I was watching 24 the other night and Blowfish Encryption caught my attention. I started wondering to myself if that was even a real thing. You know like how doctors in shows like Grey’s Anatomy and ER do fake CPR? Turns out Blowfish is a real thing, so here is my version of “Blowfish for Dummies”. To make a computer do anything, you would have to write a program, basically give it a task. An algorithm (aka cipher) tells the program how to do the task. So here is an easy example. I am going to wash my car-that is my program. There are lots of ways to get my car washed: 1. Go to the car wash. 2. Do it with a hose in my driveway. 3. Pay a neighbor kid to do it for me. The way I choose to get my car clean is the algorithm or a cipher. In cryptography, Blowfish is a keyed, symmetric block cipher, designed in 1993 by Bruce Schneier.
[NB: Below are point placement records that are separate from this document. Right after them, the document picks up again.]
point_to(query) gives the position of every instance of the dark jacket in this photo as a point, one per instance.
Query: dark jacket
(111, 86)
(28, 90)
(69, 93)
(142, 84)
There is no record of anyone ever “breaking” a Blowfish code. So my curiosity got the better of me when Morris found a “backdoor” and that is how he broke the encrypted message sent from Rene to Jack. A backdoor is basically a way the original developer of the code can break the code by entering through a back door they themselves created. Most often it’s someone’s birthday or their dogs name and so on. Turns out there is no back door for Blowfish and I know this because its creator Bruce Schneier has a blog of his own, loves 24 and has been blogging about it since Monday night. If you go to his site-it is both informative and hilarious. Those guys are talking so far over my head! As in the Gary Larsen cartoon where 2 mathematicians taped a paper with a math problem on it to the 3 mathematicians back. The rest of us aren’t even smart enough to know why it is so funny! The long and the short of it is, Blowfish is real, there is no back door and it has never been broken which begs the question how would Rene have gotten the key to Jack so he could open it? Cipher isn’t a new idea-quite old actually, in fact it goes back as far as the Greeks. They would use ciphers, specific codes that involve subsitutions or shifting information. For example here is a cipher with a grid of letters and numbers:
1 2 3 4 5
1 A B C D E
2 F G H I/J K
3 L M N O P
4 Q R S T U
5 V W X Y Z
If a Spartan general wished to send the message I AM SPARTA to another general, he would write this series of numbers:

42 11 23 34 53 11 24 44 11

  As long as both generals had the correct cipher, they could decode any message the other sent.   And that is Blowfish for Dummies. And I only barely understand the tip of this so if I have made mistakes or someone smarter than me wants to correct me-please feel free to comment. And last but not least I want you all to know I voted for Jack Bauer for President.